The transition to remote life is upon us.
You are probably using Zoom or Google Hangouts or Microsoft teams to get work done, and maybe also connect to your family members.
The internet is abuzz with memes which convey these ideas much better than I can express in mere words.
Well-edited artwork aside, if you are the part of NASA’s team for controlling the Mars rover, you are also working through video calling software.
Given that remote calling tools are now extremely critical to both our work life and family life, I don’t think the current products match up at all.
Because humans need a sense of space, all the time.
The fundamental flaw in remote tools – humans need a sense of space.
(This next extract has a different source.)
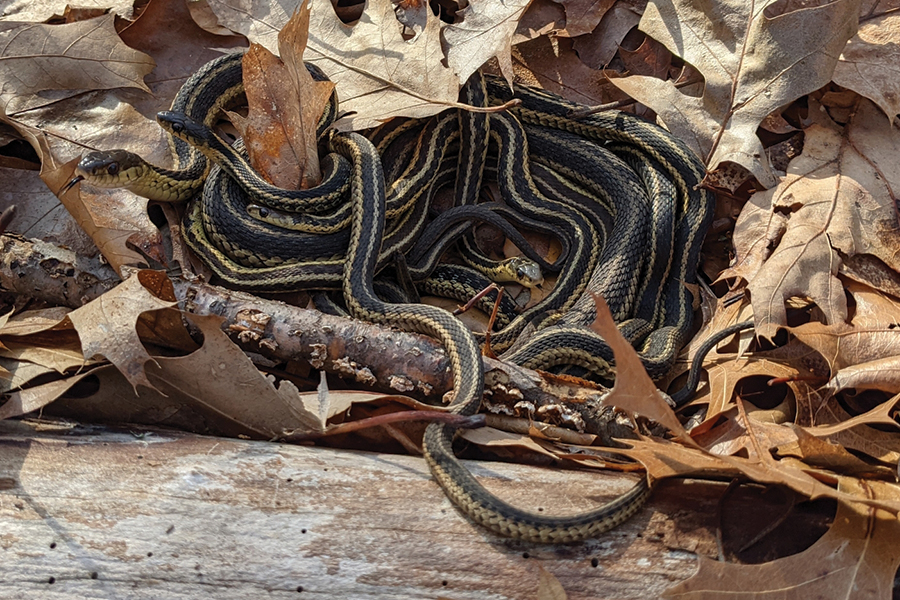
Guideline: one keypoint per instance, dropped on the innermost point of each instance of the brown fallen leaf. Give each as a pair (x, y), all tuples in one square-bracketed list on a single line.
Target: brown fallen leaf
[(549, 587), (285, 105), (663, 459), (258, 20), (633, 391), (583, 16), (865, 353), (378, 73), (490, 437), (38, 12), (39, 213), (15, 374), (485, 32), (540, 18), (749, 60), (597, 49), (86, 55), (869, 61), (833, 422), (832, 205), (37, 397), (106, 327), (553, 64), (856, 558)]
And we need it all the time. As the Nobel laureate Daniel Kahneman points out in his book, ‘Thinking Fast and Slow‘:
Whenever your eyes are open, your brain computes a three-dimensional representation of what is in your field of vision, complete with the shape of objects, their position in space, and their identity.
No intention is needed to trigger this operation or the continuous monitoring for violated expectation.
No intention is needed – means that human brains are doing this operation all the time. In other words, you cannot not scan your surroundings. Everything with its position and shape gets scanned. And this gives you a sense of your own ‘place’.
In fact, this process might be so strong that disorientation in space can be a form of torture – put someone in a room with no color, no objects, no sound, and they will suffer immense mental pain. There are reports of this being used a device against political prisoners.
Remote tools, being inherently 2 dimensional, can’t replace the sense of space provided by physical locations.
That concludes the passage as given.